= John James McCook (professor) =

John James McCook Jr. (February 4, 1843 - January 9, 1927) was a chaplain in the Union Army during the American Civil War, and reconstruction era professor, and theologian. He was a member of the Fighting McCooks, a family of Ohioans who contributed 15 members to the Union army.

==Biography==
McCook was born in New Lisbon, Ohio. He graduated from Trinity College in Hartford, Connecticut, in 1863. He served in the Eastern Theater of the American Civil War as a chaplain with the rank of lieutenant in the [[1st West Virginia Volunteer Infantry Regiment (3 Year)|1st [West] Virginia Infantry]], a regiment recruited almost exclusively from Ohio.

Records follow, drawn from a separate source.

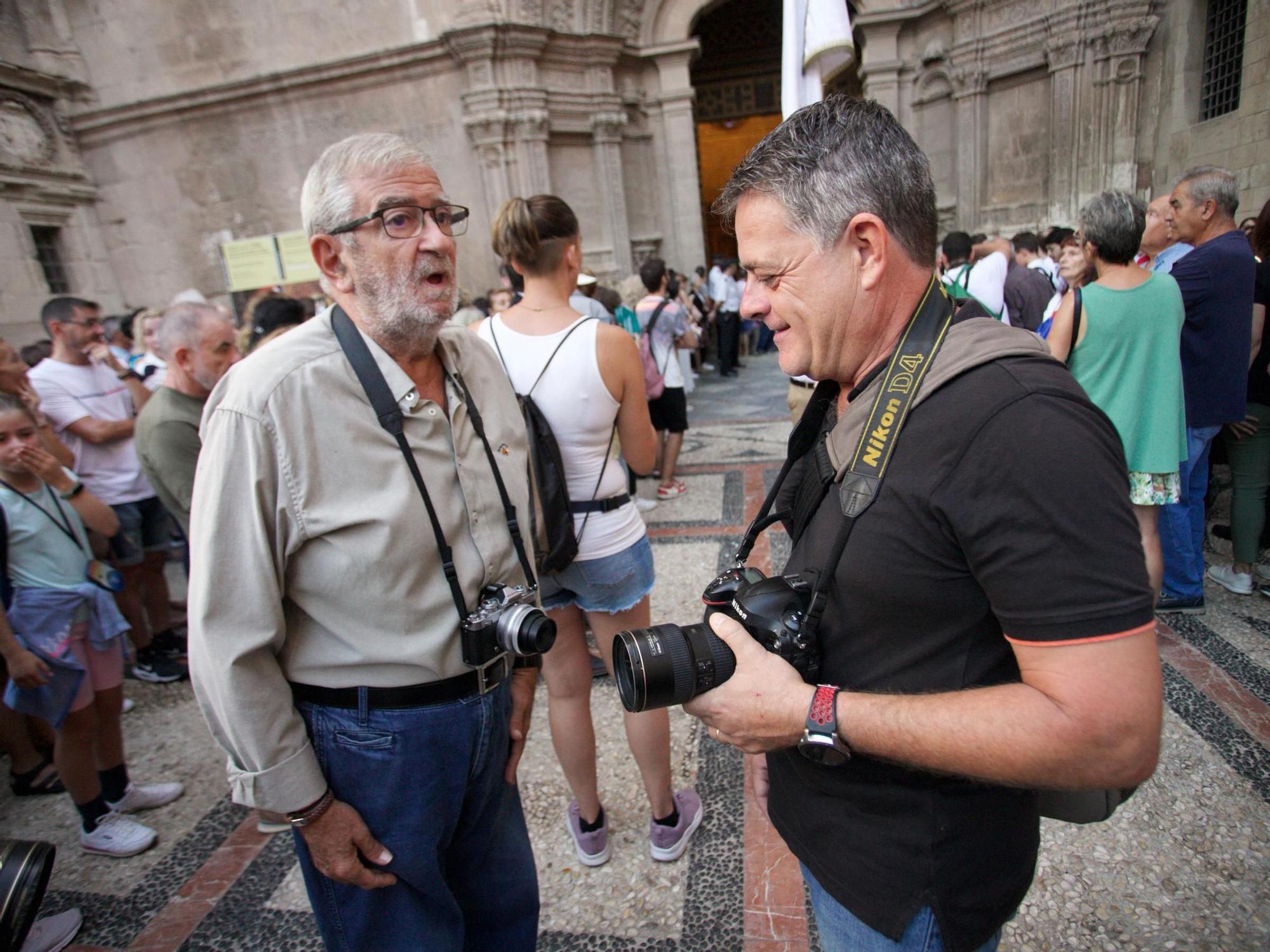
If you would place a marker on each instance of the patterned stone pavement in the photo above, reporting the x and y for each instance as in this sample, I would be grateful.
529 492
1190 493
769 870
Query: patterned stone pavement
1183 866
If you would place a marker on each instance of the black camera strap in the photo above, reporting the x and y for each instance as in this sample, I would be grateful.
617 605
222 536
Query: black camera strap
909 364
393 421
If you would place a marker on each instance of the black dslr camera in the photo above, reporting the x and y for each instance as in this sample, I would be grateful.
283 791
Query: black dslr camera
669 664
505 623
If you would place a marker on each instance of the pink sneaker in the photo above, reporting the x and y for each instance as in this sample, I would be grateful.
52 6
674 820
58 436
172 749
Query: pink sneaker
676 489
669 843
592 847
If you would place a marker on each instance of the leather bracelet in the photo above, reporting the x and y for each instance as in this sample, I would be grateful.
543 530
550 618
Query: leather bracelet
304 818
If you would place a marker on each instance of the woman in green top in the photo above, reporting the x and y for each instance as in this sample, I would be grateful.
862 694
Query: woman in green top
1128 357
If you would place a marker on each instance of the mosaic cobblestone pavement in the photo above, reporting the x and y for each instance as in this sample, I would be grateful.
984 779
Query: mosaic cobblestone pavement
1183 866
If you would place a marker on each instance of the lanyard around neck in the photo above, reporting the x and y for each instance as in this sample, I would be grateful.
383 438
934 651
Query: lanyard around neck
392 420
902 379
64 524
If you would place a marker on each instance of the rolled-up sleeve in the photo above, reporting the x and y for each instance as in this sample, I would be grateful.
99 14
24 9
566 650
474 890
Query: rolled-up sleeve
244 525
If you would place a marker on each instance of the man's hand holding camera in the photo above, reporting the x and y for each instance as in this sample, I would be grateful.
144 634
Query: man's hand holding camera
764 705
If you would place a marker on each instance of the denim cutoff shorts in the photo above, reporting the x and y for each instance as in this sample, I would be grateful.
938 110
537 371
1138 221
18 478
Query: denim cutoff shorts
612 585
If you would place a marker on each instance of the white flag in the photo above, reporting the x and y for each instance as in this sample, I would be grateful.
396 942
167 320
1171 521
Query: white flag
816 45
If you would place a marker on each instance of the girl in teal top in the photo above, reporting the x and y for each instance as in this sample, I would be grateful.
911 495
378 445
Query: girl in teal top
1128 359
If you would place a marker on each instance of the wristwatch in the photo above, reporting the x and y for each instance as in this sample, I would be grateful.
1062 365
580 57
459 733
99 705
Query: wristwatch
821 742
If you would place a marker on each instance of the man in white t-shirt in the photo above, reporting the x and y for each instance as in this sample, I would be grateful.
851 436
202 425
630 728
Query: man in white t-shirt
92 402
984 281
670 412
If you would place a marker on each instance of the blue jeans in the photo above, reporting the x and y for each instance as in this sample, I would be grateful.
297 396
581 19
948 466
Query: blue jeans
843 932
1182 525
429 783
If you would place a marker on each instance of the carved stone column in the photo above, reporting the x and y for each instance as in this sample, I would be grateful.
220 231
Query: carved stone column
1065 55
533 172
678 154
1118 53
882 64
606 138
971 100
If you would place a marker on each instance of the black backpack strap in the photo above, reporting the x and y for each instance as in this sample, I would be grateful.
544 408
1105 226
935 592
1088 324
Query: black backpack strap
1076 324
393 421
553 354
514 525
6 583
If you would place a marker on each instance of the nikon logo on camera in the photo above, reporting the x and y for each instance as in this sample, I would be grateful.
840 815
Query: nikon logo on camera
901 381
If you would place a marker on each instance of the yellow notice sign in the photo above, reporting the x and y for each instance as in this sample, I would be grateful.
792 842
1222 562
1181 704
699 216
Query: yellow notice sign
252 263
298 261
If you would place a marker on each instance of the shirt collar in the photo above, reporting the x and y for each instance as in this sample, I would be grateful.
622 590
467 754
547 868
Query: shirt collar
401 385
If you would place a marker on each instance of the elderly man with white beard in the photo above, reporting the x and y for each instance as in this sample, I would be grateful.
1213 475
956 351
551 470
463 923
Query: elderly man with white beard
355 512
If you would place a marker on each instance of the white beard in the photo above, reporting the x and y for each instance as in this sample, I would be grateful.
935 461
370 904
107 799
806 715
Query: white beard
393 312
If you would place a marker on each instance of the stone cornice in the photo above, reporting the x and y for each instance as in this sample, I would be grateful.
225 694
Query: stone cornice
40 84
180 106
895 15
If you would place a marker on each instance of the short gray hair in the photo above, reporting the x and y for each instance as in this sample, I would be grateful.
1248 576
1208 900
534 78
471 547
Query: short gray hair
1113 223
182 327
835 159
327 199
1213 183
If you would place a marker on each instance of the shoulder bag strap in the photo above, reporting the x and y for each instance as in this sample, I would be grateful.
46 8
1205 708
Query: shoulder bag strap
393 421
1076 324
585 321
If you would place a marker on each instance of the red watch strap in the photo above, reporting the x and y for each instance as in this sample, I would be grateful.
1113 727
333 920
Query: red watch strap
824 711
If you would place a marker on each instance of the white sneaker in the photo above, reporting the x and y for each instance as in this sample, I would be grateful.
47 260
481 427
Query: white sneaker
1231 581
147 797
119 836
54 932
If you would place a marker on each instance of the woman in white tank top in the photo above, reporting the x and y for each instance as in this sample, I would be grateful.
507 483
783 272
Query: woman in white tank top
587 380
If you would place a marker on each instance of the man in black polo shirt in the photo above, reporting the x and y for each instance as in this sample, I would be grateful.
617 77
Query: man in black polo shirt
990 626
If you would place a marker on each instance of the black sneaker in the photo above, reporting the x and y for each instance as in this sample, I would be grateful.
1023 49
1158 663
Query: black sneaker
171 645
153 667
1183 606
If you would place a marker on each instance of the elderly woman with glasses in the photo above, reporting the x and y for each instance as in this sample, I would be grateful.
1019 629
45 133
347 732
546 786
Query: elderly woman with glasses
1126 351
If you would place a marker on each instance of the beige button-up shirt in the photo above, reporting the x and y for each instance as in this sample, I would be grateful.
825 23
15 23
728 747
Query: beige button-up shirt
312 555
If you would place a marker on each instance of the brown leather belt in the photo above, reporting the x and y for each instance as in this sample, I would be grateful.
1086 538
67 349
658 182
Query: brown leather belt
438 692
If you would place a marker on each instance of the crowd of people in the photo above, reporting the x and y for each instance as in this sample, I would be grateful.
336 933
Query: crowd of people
332 639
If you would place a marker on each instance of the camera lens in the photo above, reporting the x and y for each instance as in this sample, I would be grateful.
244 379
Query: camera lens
525 630
665 664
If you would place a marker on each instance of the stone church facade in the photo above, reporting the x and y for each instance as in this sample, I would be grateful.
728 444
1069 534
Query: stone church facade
137 136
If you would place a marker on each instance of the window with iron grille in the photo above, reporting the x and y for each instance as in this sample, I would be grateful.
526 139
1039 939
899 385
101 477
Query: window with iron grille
1224 58
49 253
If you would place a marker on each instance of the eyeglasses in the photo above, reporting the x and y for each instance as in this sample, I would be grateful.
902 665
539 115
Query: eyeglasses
407 221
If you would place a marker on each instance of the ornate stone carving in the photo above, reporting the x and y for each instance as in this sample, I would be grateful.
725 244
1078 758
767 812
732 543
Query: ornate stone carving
646 248
531 124
1064 53
608 128
629 16
29 135
970 81
561 17
474 12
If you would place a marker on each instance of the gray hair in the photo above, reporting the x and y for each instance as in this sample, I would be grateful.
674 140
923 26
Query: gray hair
327 199
835 159
1213 183
182 327
1113 223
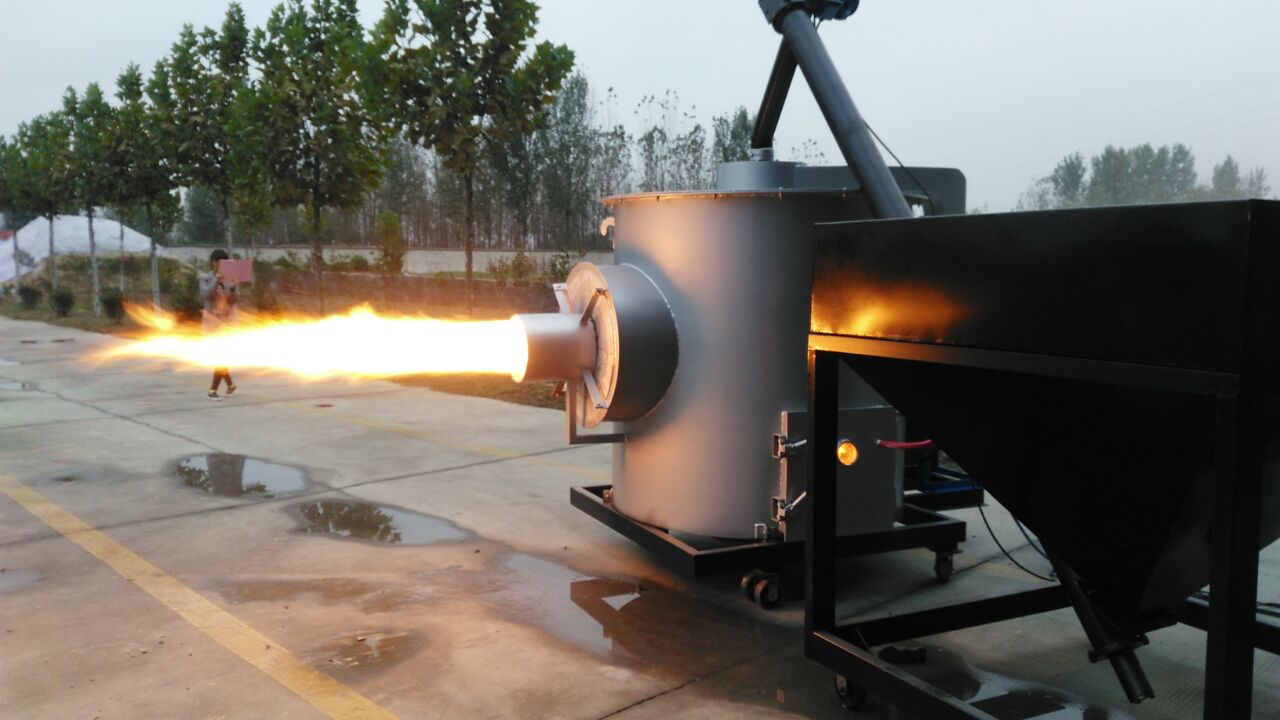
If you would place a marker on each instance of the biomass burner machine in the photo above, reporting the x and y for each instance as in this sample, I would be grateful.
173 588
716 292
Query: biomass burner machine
763 355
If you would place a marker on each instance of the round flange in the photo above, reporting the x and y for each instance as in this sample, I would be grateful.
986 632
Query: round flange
635 338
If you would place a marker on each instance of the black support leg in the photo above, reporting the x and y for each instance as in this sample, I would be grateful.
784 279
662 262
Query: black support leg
1234 578
819 542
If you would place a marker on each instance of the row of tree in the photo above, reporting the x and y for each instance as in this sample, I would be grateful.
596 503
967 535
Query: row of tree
539 190
297 114
1124 176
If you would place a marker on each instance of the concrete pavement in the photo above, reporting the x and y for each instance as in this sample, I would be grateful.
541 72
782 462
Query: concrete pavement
497 600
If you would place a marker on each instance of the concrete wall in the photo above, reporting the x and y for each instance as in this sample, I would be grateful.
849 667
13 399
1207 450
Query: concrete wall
416 261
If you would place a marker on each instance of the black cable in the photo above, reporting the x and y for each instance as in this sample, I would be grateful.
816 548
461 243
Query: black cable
1029 572
1029 541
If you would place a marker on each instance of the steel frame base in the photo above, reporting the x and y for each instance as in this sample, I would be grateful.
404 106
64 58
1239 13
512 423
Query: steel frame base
1229 618
919 527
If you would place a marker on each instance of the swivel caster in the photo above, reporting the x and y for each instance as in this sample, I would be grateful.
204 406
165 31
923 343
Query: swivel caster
764 588
944 564
850 696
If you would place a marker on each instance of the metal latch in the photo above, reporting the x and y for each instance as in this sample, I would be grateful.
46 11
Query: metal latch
784 449
780 507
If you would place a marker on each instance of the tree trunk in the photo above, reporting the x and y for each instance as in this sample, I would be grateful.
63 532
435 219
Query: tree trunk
122 258
227 227
92 267
53 258
155 264
318 251
470 245
17 267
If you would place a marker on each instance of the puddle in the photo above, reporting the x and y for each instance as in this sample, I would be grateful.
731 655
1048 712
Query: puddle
1005 698
329 591
366 651
17 579
376 523
237 475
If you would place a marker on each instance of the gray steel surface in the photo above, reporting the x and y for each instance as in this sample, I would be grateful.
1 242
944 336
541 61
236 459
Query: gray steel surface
735 270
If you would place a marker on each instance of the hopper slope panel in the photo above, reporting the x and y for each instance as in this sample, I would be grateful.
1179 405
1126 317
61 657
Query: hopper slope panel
1184 286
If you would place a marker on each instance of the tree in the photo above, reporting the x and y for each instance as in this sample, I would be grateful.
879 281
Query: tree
152 159
567 151
10 182
91 164
319 142
731 136
205 73
1142 173
1068 181
455 77
48 183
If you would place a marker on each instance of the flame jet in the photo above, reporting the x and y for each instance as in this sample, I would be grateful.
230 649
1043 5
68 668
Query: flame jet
602 311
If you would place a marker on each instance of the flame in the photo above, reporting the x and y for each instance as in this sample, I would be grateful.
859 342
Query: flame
360 343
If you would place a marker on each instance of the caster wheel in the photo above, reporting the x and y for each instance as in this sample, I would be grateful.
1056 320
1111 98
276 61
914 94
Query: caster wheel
767 591
944 565
853 697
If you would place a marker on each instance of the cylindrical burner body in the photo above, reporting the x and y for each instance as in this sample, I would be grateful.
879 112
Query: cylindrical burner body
735 269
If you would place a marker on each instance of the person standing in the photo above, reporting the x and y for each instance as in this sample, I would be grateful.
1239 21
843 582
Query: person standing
219 311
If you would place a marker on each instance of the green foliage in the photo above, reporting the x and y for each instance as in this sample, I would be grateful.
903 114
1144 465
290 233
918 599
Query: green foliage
113 304
1120 176
731 136
465 63
63 300
92 131
10 181
391 244
48 182
202 222
186 296
561 263
205 71
519 269
263 296
673 153
28 296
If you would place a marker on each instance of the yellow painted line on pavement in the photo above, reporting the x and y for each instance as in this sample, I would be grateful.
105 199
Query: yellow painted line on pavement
325 693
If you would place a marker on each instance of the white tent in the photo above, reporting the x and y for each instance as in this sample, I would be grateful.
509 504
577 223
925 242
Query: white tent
71 236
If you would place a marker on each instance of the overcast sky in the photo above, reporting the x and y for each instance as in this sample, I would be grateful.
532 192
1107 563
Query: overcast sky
1000 89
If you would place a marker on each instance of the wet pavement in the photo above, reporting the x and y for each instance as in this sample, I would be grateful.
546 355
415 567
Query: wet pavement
376 523
237 475
420 550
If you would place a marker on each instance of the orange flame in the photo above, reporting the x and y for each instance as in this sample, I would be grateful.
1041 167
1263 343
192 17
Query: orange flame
360 343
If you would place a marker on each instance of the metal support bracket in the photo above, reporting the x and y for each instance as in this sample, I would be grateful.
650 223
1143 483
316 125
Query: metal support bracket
571 413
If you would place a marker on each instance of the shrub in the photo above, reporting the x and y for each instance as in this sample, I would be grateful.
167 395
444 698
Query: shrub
561 263
113 304
186 297
63 301
391 244
28 296
524 269
263 296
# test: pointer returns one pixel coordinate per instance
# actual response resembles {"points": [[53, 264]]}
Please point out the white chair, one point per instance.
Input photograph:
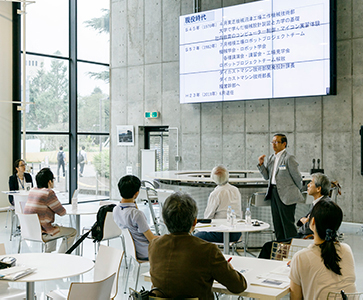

He resigned from the Army in the autumn of 1862 and returned to Kenyon to resume his studies. In 1883 he became professor of modern languages at Trinity College, Hartford.

He held pastorates in Detroit, Michigan, and East Hartford, Connecticut. From 1895 to 1897 he was president of the board of directors of the Connecticut reformatory, and wrote on prison reform and related topics.

In 1870, he wrote Pat and the Council.

He died on January 9, 1927, and was interred at Cedar Hill Cemetery in Hartford, Connecticut.